Sejak kemunculan pertamanya pada tahun 1926, Winnie-the-Pooh telah menjadi superstar dan merek internasional, sebagian besar berkat versi kartun dari cerita-ceritanya di Disney Studios. Ini berarti Milne adalah seorang penulis yang reputasinya terperangkap dalam kesuksesan ciptaannya sendiri dan pada akhirnya terbayang-bayangi oleh hal tersebut. Tentu saja, ia tidak sendirian dalam hal ini.
Mainan Harrods asli yang dibeli untuk Christopher Milne pada awal tahun 1920-an. Searah jarum jam dari kiri bawah: Tigger, Kanga, Edward Bear (a.k.a. Winnie-the-Pooh), Eeyore, dan Piglet.

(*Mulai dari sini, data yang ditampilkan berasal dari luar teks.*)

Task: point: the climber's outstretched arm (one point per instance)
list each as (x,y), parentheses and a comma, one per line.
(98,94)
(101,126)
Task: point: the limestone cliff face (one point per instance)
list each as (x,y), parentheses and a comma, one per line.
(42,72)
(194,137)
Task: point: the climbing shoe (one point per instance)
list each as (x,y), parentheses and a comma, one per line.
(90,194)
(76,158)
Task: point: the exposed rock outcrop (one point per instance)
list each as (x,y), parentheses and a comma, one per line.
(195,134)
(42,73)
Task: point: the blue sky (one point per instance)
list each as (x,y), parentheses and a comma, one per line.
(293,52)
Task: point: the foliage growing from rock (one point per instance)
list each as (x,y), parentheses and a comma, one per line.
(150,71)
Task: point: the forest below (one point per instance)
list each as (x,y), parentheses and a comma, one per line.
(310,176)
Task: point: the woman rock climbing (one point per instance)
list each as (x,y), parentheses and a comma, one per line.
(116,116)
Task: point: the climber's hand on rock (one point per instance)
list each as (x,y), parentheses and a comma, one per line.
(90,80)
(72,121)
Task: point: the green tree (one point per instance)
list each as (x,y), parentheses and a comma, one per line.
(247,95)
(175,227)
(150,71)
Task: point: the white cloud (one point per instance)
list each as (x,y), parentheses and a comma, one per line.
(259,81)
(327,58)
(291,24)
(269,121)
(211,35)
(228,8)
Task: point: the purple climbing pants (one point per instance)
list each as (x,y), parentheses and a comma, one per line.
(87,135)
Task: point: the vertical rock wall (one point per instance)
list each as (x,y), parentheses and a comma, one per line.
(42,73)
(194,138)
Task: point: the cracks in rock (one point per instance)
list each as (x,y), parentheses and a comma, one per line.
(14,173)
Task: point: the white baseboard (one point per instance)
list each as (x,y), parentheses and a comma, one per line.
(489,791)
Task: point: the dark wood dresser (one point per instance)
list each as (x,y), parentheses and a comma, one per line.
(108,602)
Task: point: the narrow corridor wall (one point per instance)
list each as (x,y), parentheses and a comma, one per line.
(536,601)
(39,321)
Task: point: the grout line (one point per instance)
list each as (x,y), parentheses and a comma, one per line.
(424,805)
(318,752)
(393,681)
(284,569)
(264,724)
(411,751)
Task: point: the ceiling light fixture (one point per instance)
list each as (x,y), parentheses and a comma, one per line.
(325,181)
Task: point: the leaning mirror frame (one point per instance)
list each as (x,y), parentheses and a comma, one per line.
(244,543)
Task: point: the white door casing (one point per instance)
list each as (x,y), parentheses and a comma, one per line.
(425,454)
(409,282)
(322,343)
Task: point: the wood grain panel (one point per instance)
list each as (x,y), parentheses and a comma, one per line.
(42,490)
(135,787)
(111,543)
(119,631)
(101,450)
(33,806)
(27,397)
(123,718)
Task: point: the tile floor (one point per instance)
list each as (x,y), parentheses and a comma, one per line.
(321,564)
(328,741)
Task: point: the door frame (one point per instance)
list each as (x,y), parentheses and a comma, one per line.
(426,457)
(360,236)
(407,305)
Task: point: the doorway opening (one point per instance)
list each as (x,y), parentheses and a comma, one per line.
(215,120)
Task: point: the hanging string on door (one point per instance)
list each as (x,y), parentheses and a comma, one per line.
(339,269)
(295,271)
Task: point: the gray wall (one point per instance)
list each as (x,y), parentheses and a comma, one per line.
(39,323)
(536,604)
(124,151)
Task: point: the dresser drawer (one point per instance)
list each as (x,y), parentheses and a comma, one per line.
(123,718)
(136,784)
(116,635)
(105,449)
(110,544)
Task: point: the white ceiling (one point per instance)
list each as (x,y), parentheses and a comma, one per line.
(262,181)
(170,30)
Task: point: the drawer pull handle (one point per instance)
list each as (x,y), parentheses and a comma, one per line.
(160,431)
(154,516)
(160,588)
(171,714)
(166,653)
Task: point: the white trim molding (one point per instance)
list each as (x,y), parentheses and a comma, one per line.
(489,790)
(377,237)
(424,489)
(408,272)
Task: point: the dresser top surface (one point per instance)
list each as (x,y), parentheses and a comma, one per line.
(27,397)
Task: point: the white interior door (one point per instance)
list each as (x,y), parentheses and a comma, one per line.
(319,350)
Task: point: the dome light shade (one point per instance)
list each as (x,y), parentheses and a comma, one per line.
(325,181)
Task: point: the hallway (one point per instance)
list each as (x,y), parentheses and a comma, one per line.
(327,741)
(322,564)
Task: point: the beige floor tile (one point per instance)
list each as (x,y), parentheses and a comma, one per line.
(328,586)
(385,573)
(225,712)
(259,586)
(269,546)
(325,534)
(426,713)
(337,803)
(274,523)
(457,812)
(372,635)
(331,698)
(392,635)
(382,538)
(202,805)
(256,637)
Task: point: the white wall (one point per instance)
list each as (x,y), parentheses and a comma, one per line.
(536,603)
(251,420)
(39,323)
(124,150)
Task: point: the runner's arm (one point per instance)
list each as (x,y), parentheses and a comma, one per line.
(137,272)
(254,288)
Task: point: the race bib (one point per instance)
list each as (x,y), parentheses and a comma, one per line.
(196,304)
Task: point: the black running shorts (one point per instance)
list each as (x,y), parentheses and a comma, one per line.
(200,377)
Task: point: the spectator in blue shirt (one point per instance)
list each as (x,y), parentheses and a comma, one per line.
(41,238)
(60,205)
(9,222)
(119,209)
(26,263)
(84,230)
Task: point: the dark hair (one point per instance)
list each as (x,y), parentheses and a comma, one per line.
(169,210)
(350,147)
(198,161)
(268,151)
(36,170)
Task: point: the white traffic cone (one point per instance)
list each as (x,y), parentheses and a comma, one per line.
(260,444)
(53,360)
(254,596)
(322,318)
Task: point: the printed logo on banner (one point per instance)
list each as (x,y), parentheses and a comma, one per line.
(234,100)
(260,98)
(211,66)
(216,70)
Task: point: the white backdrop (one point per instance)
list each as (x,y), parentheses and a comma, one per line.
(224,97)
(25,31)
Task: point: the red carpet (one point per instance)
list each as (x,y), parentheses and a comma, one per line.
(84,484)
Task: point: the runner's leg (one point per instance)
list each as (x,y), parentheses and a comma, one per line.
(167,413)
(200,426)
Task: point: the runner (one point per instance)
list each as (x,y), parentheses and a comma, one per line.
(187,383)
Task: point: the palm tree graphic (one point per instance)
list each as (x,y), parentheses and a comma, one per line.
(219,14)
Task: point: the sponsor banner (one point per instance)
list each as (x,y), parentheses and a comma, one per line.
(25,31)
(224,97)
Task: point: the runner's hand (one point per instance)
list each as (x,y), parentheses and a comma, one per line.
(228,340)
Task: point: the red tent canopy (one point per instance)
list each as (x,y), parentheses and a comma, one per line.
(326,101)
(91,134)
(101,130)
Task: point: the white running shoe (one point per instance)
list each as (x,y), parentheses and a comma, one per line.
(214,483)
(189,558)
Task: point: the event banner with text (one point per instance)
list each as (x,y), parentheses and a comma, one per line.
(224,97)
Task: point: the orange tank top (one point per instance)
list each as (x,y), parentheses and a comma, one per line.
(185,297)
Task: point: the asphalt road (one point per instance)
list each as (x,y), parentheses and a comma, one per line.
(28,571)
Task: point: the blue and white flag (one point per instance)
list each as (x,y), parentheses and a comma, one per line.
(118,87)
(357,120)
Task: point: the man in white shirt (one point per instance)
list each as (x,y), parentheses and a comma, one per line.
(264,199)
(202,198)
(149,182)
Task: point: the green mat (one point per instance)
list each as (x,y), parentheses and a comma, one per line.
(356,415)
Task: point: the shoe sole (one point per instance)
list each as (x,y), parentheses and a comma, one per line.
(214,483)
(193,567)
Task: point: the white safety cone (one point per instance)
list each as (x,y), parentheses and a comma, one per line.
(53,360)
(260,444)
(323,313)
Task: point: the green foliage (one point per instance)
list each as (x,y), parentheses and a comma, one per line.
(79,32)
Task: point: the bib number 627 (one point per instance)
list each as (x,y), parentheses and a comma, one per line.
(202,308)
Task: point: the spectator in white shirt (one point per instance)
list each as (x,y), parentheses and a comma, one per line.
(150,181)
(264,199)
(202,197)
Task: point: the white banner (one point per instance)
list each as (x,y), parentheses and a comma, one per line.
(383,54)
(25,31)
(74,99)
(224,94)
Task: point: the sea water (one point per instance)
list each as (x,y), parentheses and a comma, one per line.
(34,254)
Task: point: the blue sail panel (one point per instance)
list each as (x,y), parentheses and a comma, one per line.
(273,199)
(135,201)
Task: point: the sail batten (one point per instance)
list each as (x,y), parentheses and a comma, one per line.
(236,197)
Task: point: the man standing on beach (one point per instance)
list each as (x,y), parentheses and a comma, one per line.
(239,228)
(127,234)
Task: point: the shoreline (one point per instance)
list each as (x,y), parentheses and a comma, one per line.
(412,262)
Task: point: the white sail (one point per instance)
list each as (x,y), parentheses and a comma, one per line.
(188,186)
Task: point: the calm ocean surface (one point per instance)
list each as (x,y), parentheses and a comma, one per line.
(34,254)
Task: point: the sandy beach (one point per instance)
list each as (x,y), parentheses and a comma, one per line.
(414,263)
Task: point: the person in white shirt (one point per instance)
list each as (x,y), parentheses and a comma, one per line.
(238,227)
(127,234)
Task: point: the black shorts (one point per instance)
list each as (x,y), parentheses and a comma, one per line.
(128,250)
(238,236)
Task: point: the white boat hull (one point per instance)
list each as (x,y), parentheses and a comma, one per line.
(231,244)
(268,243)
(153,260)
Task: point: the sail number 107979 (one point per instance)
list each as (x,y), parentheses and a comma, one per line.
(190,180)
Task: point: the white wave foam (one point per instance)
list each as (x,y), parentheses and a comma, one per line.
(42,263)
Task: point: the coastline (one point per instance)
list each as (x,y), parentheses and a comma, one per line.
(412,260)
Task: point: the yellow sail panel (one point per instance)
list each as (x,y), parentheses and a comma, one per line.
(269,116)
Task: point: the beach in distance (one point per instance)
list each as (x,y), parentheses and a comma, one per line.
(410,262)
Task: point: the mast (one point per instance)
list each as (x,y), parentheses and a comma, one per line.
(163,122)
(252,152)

Pada awal tahun 1920-an, A.A. Milne terkenal sebagai penulis naskah drama dan esai, dan juga sebagai mantan asisten editor Punch, majalah Inggris yang menjadi institusi nasional melalui humor, kartun, dan komentarnya. Dia baru berusia 24 tahun saat mulai bekerja pada tahun 1906.
Beberapa karya yang ia tulis untuk Punch secara longgar didasarkan pada kehidupannya sendiri, sering kali disamarkan melalui karakter dan latar fiksi. Karya-karya tersebut dicirikan oleh humor yang lembut, kecut, dan suasana Inggris yang sangat kental, yang dengan lembut mengolok-olok perjalanan ke tepi pantai, hari-hari di taman, permainan kriket, dan pesta makan malam.
Karyanya sangat populer. Kumpulan esainya "The Sunny Side" telah mengalami 12 edisi antara tahun 1921 dan 1931. Namun, kadang-kadang, sisi gelapnya muncul melalui kisah-kisah kehidupan yang ringan dan penuh teka-teki tentang kehidupan di Daerah Asal.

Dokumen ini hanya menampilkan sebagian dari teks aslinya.